Today, the church remembers St. Irenaeus, yesterday we remembered St. Cyril of Alexandria. Two different people, two different saints.. Cyril was a forceful, confrontative bishop of Alexandria; Irenaeus, as his name suggests, was a fair man and a peacemaker.
I learned about Irenaeus many years ago in a course on Gnosticism in Rome under Fr. Antonio Orbe, SJ, an expert on the subject. Gnosticism threatened Christianity in the 2nd century; afterwards most of its writings were destroyed. A large cache of its writings buried in the sands of Egypt had been recently unearthed and Father Orbe was just back after studying them. Until then, the Gnostic teachings were known mostly through the writings of St. Irenaeus, whom we honor today.,
Fr. Orbe observed that as he compared the gnostic writings to Irenaeus’ reports of them he was struck how accurately and fairly Irenaeus described them,, not distorting anything they said or omitting their ideas. He was fair and respectful. Irenaeus was fair minded and respectful to friend and foe alike. He was a peace-maker. Cyril of Alexandria was different. He would have left those writings buried in the sands of Egypt.

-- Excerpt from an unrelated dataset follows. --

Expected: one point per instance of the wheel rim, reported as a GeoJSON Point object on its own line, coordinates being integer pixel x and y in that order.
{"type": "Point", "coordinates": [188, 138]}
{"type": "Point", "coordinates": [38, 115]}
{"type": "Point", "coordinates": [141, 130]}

Irenaeus is not a bad example for today when hot words and smear attacks, distortions and lies dominate so much communication. Peace makers like him don’t destroy, they heal and unite. That’s why they’re called blessed. He was named the 37th Doctor of the Church by Pope Francis in 2022, who said he was a “Doctor of Church Unity.”
Irenaeus also had a deep respect for creation. Some scholars today insist that the ancient gnostics were broadminded, creative people–rather like themselves– more progressive than the plodding, conservative people of the “great church”– a term Irenaeus used..
In fact, the gnostics made the world smaller than it is, because they made much of the world evil, only some of it meant anything at all. Forget about the rest of it.
All creation is God’s, Irenaeus wrote. “With God, there is nothing without purpose, nothing without its meaning or reason.” All creation is charged with the glory of God.
Irenaeus saw the Eucharist as a sign of this. Bread and wine represent all creation. God comes to us through these earthly signs. We go to God through them.
“God keeps calling us to what is primary by what is secondary, that is, through things of time to things of eternity, through things of the flesh to things of the spirit, through earthly things to heavenly things.”
We should not demean creation, Ireneaus taught. That’s also the message of Pope Francis in “Laudato si.”